The spiritual leaders of Anabaptist Mennonites have indeed been the “quiet of the land.” They have encouraged the simultaneous practice of “saving souls” and “saving money,” as if the two were not diverging and contradictory ideologies and practices, revealing too, the extent to which these spiritual leaders are owned by the hegemonies of wealth and empire.
“Quiet of the land,” passive indeed. Our spiritual leaders seem to have no appetite to call their congregants to justice, to “sell all you have and give it to the poor.” They are content to encourage a deceptive faith narrative requiring considerable mental gymnastics, equating following Christ with, “if my soul is saved, I can pursue wealth.” Atonement in the hereafter, trumps following Christ in the here and now.

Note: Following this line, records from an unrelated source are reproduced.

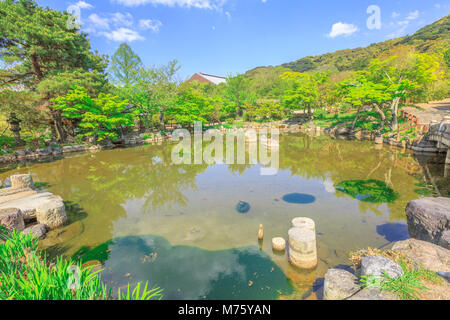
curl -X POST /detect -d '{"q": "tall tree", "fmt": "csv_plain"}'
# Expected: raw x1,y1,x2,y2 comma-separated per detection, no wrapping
109,43,142,87
0,0,106,141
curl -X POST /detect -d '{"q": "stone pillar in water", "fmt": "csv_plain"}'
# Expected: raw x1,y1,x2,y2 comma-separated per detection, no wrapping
288,227,317,269
10,174,34,189
292,217,316,233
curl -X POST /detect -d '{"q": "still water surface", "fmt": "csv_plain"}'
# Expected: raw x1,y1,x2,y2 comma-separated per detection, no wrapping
0,134,450,299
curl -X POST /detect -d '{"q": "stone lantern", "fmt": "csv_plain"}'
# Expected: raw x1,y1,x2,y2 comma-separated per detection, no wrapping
6,112,25,146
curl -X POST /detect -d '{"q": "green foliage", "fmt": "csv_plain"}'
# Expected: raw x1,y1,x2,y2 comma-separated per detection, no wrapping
51,87,134,141
282,15,450,72
336,179,399,203
109,43,143,86
0,226,162,300
360,262,440,300
0,136,15,150
281,72,319,113
117,283,163,301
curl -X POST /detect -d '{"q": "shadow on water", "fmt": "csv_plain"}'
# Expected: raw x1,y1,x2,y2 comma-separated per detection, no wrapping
282,193,316,204
74,236,293,300
377,223,409,242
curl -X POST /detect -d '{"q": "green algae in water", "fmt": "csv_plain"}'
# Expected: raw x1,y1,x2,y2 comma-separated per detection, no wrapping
336,179,399,203
80,236,294,300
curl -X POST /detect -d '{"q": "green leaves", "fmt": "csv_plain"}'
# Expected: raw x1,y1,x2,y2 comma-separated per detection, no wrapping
51,87,136,141
0,226,162,300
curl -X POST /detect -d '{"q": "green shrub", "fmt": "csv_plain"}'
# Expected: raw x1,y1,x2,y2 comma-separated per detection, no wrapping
0,136,15,150
0,226,162,300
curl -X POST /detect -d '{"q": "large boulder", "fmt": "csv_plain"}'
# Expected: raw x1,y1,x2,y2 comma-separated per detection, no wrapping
346,288,398,300
392,239,450,272
23,224,47,240
406,197,450,249
36,196,67,229
10,174,34,189
361,256,403,278
0,208,25,231
323,269,361,300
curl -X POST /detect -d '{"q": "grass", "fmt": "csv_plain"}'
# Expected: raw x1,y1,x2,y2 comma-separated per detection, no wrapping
0,226,162,300
350,248,443,300
360,262,441,300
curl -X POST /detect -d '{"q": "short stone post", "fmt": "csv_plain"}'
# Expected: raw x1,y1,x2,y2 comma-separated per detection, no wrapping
272,237,286,251
288,227,317,269
10,174,34,189
292,217,316,233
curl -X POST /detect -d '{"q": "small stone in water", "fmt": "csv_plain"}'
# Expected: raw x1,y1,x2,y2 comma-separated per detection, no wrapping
236,201,250,214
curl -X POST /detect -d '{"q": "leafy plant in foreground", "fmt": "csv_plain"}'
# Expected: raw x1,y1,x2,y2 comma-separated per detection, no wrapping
0,227,162,300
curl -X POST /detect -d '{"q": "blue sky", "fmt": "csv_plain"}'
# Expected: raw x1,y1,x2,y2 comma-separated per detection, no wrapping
38,0,450,79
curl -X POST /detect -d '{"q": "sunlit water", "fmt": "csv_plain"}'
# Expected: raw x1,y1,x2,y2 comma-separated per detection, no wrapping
0,134,450,299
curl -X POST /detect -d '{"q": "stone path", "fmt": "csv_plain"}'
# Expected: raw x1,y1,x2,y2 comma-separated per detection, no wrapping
402,98,450,126
0,174,67,233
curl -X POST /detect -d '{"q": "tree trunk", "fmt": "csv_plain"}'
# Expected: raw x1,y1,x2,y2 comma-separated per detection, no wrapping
352,107,361,131
52,110,66,143
391,97,400,130
373,103,386,130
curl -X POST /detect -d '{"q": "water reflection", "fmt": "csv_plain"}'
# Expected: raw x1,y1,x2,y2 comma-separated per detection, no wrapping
75,236,293,299
0,134,450,298
377,223,409,242
282,193,316,204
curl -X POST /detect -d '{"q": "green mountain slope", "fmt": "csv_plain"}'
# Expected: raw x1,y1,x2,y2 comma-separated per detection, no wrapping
247,15,450,76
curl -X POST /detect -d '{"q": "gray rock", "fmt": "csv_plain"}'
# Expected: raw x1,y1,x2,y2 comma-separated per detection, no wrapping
406,197,450,249
10,174,34,189
23,224,47,240
361,256,403,278
346,288,398,300
323,269,361,300
0,208,25,231
374,137,383,144
392,239,450,272
36,196,67,229
438,230,450,249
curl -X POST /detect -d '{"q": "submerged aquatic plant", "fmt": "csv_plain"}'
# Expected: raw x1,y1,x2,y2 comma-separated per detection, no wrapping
336,179,399,203
0,226,162,300
117,282,163,300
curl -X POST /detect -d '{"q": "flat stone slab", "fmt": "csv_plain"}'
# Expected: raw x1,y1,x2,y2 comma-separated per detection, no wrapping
0,188,37,205
0,208,25,231
361,256,403,278
405,197,450,249
392,239,450,272
0,191,63,220
323,269,361,300
346,288,399,300
23,224,47,240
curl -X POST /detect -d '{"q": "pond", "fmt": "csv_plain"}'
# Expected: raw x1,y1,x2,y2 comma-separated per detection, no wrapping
0,134,450,299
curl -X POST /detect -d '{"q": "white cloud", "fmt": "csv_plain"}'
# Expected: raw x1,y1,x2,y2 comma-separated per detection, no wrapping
89,13,109,29
111,12,134,27
328,22,358,38
139,19,162,33
73,1,94,9
100,28,145,42
406,10,419,20
113,0,227,10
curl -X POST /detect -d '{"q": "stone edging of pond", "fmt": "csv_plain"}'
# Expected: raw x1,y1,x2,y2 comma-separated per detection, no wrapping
323,197,450,300
0,121,447,164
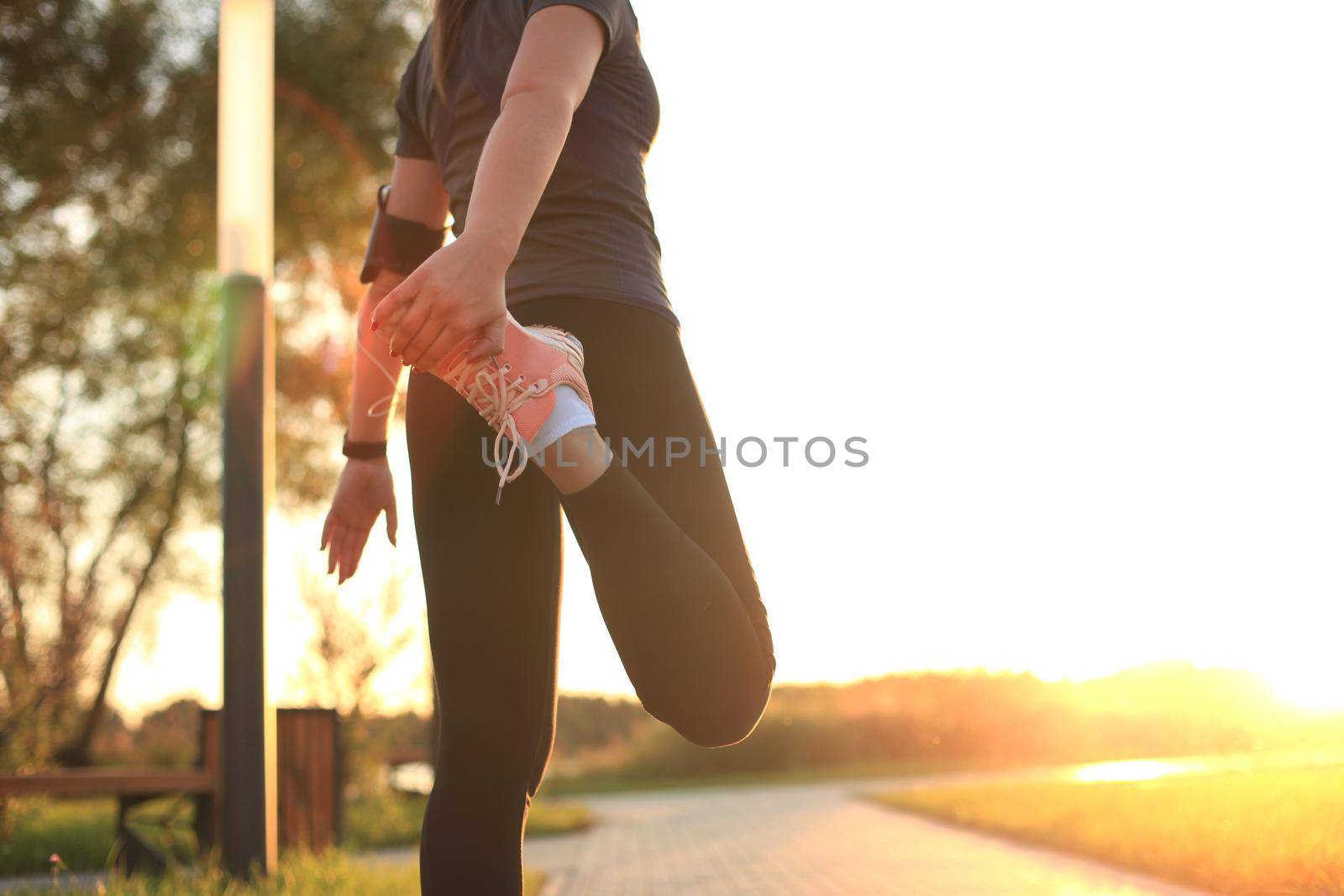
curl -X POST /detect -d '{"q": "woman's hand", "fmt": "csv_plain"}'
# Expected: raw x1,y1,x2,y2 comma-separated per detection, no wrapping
321,458,396,582
374,233,513,371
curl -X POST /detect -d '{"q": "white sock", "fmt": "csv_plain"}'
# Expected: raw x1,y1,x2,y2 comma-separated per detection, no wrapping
522,385,596,458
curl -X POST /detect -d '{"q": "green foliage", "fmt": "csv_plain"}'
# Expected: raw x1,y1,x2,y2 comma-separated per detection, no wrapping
0,0,422,768
0,793,593,876
0,797,197,876
882,766,1344,896
343,793,593,851
3,851,424,896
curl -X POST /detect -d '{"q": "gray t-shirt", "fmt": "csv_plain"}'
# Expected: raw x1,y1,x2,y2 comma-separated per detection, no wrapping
396,0,676,322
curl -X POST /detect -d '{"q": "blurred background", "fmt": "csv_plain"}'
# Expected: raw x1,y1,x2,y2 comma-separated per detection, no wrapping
0,0,1344,893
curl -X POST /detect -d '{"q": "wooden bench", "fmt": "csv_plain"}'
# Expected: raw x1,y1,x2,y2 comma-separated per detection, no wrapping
0,710,343,873
0,768,217,874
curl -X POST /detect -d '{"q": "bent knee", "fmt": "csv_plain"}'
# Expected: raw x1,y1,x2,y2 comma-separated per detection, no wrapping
654,681,770,748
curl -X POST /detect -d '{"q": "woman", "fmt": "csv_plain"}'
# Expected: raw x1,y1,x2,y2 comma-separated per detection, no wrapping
323,0,774,896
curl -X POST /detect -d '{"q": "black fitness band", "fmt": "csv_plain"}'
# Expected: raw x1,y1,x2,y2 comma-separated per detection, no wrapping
359,184,448,284
340,432,387,461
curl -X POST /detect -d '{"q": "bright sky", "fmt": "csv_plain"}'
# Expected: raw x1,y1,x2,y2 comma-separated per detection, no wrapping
116,0,1344,708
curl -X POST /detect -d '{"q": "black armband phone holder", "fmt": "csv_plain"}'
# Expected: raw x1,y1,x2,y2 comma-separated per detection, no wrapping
359,184,446,284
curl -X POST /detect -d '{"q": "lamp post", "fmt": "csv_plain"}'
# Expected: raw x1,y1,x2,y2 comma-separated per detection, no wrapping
218,0,276,876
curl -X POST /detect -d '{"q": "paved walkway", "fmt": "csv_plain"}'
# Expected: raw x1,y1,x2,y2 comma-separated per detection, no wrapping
524,782,1196,896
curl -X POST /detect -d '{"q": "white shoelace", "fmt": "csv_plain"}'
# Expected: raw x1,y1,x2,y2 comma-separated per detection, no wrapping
444,352,546,504
354,340,544,504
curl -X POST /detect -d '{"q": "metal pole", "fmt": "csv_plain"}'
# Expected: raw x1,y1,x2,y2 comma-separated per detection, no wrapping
220,274,276,874
218,0,276,876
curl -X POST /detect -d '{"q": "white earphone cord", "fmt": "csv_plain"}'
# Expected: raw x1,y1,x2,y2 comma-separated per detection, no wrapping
354,336,401,417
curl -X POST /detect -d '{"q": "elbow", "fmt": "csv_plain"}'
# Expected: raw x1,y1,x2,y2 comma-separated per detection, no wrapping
500,82,583,119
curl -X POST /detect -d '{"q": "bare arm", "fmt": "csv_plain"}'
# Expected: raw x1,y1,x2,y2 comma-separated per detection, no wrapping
374,5,605,369
349,159,448,442
323,159,448,582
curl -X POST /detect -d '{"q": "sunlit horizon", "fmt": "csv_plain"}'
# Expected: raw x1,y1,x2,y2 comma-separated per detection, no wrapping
102,0,1344,725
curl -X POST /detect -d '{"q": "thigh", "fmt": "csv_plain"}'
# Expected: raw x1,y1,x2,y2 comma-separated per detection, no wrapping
406,374,560,789
513,298,774,666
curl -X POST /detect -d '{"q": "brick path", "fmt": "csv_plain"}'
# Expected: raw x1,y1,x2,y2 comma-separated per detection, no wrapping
526,782,1196,896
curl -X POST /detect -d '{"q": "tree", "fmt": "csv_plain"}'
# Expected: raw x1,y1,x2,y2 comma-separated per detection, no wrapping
0,0,419,767
296,569,418,791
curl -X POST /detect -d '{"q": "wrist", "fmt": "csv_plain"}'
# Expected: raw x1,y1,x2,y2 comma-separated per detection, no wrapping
340,432,387,464
457,227,522,273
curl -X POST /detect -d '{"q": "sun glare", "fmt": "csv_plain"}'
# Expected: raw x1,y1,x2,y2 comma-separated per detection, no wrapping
1074,759,1187,784
1262,668,1344,712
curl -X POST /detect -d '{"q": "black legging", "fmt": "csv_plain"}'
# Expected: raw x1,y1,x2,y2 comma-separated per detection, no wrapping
406,298,774,896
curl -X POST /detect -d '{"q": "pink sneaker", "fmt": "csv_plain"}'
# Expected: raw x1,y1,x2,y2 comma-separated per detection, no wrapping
430,314,593,504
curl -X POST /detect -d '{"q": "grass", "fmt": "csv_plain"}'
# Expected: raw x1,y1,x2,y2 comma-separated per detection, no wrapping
0,794,593,876
1,851,543,896
344,794,593,851
878,766,1344,896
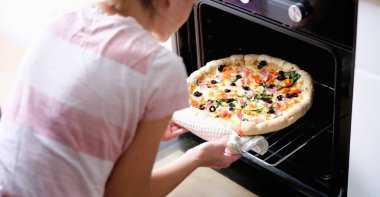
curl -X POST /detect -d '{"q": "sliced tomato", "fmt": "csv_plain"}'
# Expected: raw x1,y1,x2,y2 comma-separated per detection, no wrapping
191,99,199,108
281,88,290,94
218,109,229,118
290,88,302,94
284,79,293,87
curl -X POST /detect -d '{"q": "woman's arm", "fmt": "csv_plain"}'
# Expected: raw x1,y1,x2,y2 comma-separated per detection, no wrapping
104,117,170,197
105,118,240,197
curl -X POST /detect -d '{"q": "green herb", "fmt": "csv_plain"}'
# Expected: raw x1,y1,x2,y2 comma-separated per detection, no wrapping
216,100,223,107
259,90,273,99
231,76,239,83
241,101,248,108
251,107,264,114
287,71,301,83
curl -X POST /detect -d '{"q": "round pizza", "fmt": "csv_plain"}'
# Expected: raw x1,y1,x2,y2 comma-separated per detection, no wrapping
187,54,314,136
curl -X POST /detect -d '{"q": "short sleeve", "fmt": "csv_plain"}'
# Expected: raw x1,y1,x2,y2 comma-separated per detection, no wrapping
142,47,189,121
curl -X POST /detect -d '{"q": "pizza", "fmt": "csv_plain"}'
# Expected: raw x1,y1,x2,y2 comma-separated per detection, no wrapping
187,54,314,136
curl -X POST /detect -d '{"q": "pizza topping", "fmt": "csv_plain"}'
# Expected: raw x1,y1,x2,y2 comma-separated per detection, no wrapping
218,65,225,72
209,106,216,112
257,60,267,69
194,91,202,97
190,55,308,126
277,95,284,101
243,86,251,91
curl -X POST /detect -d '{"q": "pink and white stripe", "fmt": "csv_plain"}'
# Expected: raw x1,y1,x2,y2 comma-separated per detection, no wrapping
0,5,188,196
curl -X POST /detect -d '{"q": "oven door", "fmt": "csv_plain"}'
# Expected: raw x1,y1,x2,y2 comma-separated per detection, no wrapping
175,1,353,196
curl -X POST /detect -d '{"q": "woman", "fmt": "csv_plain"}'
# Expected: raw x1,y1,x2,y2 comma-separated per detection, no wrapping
0,0,239,196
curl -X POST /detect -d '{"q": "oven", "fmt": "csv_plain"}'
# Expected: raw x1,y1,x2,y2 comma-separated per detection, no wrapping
173,0,357,196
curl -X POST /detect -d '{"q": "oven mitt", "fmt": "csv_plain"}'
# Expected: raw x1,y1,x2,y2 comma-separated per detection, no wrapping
172,108,268,155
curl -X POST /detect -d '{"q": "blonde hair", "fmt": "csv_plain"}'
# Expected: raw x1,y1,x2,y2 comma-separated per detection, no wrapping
105,0,155,13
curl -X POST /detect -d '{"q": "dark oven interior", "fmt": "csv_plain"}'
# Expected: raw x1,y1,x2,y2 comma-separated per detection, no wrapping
175,0,355,196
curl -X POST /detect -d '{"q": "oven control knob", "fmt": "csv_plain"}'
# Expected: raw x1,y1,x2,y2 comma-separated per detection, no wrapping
288,1,311,23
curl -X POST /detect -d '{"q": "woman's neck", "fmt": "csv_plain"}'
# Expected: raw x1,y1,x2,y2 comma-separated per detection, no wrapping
95,0,154,31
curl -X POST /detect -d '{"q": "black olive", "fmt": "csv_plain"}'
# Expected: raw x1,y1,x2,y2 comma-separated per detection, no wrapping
257,60,267,69
261,98,273,103
277,95,284,101
194,91,202,97
267,108,274,114
218,65,226,72
225,99,235,103
276,75,285,81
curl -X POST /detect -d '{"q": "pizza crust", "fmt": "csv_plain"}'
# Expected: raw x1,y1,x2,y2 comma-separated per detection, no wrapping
187,54,314,135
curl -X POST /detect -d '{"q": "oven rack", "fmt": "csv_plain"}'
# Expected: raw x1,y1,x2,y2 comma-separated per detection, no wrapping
243,121,333,167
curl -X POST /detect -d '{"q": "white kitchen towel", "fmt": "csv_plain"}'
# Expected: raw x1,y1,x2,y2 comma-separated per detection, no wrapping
172,108,268,155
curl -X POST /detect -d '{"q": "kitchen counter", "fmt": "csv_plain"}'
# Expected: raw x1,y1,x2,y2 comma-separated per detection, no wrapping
155,139,257,197
155,132,305,197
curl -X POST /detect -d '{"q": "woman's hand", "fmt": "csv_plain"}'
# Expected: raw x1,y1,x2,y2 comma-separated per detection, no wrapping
186,135,241,168
162,120,188,141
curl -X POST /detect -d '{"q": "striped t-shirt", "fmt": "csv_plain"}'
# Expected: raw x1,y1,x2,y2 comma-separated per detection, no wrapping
0,5,188,197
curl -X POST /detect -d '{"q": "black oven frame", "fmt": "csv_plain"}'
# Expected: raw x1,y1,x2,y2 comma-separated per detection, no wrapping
173,0,356,196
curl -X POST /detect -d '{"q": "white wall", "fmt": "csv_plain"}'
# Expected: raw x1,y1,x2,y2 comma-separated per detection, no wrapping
348,0,380,197
0,0,89,45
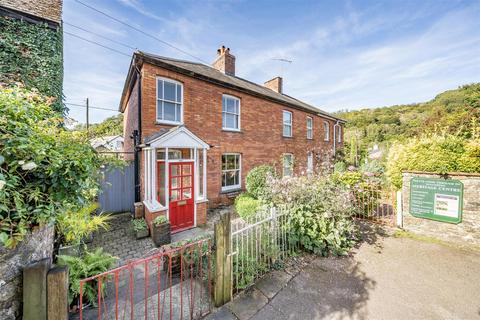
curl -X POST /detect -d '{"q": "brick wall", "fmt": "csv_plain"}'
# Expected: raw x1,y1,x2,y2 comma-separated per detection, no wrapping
0,0,63,23
402,172,480,246
125,64,343,207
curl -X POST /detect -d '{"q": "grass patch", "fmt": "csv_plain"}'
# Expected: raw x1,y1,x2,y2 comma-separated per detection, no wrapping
393,230,480,252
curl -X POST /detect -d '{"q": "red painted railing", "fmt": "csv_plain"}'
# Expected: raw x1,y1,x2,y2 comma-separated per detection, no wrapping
79,238,212,320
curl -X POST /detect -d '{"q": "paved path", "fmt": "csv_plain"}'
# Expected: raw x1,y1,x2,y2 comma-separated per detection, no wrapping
210,230,480,320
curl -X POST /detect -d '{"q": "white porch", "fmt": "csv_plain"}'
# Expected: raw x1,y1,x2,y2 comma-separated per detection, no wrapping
142,126,210,227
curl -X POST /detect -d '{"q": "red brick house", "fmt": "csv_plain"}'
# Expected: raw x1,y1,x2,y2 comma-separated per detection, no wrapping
120,47,344,232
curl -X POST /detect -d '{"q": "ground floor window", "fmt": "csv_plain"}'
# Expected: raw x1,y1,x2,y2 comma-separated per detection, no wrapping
222,153,241,190
283,153,293,177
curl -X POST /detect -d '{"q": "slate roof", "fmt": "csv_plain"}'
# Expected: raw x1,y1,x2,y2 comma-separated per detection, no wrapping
120,51,345,122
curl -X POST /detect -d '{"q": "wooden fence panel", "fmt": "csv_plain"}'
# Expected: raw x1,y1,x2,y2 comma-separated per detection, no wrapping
98,162,135,213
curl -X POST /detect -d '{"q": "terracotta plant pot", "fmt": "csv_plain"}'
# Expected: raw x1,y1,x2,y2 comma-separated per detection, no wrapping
152,222,171,247
135,229,149,240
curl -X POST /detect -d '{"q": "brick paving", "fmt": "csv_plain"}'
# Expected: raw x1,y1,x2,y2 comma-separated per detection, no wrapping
88,206,233,265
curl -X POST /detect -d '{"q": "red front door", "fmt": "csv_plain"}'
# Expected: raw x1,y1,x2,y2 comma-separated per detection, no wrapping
169,162,195,232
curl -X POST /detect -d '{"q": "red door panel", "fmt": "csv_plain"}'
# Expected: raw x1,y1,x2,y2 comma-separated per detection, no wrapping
169,162,195,232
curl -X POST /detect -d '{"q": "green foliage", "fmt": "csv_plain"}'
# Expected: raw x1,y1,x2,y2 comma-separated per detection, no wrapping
337,83,480,164
57,203,110,245
132,218,147,232
245,165,276,199
0,87,101,248
0,16,65,113
267,175,355,255
58,248,117,306
235,193,261,218
74,113,123,138
153,216,168,226
386,133,480,188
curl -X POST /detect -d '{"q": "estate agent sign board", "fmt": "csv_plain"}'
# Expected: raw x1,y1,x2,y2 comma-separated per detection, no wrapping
410,177,463,223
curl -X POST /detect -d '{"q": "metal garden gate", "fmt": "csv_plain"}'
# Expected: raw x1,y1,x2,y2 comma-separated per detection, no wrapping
98,162,135,213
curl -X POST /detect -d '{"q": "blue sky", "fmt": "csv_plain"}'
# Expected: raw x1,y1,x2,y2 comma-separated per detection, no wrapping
63,0,480,122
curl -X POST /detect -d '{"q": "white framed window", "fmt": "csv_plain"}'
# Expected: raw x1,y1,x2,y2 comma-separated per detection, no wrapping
222,153,242,191
283,153,293,177
222,94,240,131
283,110,293,137
307,117,313,139
323,121,330,141
157,77,183,124
307,151,313,173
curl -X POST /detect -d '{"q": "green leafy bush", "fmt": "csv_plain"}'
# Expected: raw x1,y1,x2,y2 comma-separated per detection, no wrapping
57,203,110,244
386,133,480,189
267,175,355,255
0,16,65,114
245,165,276,199
58,248,117,306
132,218,147,231
153,216,168,226
235,193,261,218
0,87,101,248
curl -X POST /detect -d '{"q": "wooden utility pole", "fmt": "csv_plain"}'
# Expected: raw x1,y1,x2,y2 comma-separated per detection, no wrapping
86,98,90,135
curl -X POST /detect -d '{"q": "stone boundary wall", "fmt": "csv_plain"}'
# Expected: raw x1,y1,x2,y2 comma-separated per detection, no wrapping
0,226,55,320
402,171,480,247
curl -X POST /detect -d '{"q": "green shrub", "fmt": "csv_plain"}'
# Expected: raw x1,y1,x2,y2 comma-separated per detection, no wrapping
262,175,355,255
0,87,101,248
235,193,261,218
57,203,110,244
58,248,117,306
132,218,147,232
386,133,480,189
153,216,168,226
245,165,276,199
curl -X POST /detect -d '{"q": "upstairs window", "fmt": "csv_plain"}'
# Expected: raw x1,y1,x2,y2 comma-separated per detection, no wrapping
283,153,293,177
283,110,292,137
323,121,330,141
157,78,183,124
222,153,242,191
307,117,313,139
222,95,240,131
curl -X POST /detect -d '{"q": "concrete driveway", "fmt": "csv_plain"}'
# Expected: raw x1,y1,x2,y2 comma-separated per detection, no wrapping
212,226,480,320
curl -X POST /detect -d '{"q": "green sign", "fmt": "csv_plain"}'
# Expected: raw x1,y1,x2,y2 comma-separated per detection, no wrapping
410,177,463,223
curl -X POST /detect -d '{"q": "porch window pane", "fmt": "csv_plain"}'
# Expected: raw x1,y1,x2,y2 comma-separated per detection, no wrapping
222,154,241,190
182,177,192,188
157,162,165,206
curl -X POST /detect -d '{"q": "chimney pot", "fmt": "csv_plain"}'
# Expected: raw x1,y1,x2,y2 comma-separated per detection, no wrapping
264,77,283,93
212,46,235,76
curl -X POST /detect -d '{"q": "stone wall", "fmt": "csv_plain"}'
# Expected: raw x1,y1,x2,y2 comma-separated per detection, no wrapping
0,226,54,320
402,172,480,246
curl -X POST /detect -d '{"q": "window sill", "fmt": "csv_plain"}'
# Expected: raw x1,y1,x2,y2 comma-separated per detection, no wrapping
222,128,243,133
220,186,242,194
155,120,183,126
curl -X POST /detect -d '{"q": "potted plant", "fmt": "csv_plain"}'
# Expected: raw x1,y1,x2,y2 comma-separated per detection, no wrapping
152,216,170,247
132,218,148,240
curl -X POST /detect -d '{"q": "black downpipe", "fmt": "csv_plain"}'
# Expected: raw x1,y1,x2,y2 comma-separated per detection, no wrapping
133,67,142,202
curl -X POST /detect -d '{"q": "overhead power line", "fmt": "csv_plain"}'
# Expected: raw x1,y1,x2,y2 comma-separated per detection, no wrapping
63,31,131,57
65,102,120,112
75,0,209,65
63,21,137,51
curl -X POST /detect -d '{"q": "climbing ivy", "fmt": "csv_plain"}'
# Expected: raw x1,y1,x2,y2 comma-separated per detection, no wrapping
0,17,65,113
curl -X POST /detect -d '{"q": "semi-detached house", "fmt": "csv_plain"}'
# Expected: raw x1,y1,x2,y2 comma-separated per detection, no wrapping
120,47,344,232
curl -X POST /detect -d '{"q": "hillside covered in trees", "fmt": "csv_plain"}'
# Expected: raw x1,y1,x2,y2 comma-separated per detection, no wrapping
336,83,480,161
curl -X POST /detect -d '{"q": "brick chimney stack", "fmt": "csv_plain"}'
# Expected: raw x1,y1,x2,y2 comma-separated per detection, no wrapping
212,46,235,76
264,77,283,93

The reliance on petitioning governments for just policies and actions, obviates the need for Christianity. When we relinquish our responsibility to follow Christ, in exchange for government action and personal salvation, then we are abdicating any relevance for Christianity in our society. Government and Christianity become synonymous, let government do the work. We can be legislated to act in a Christian manner if we are forced to do so, however our faith, or lack thereof, is not enough to motivate us without being strong-armed by government policy.
There is an evident demise of spiritual leadership in Anabaptist Mennonite Christianity. This should not be surprising in an environment of nominal Christianity, led by professional Christians, in an organized religion. The “passive” response of Christianity to injustice in our society should not be surprising, however it is disappointing when our spiritual leaders refuse to model the man from Nazareth, preferring to petition Cesar.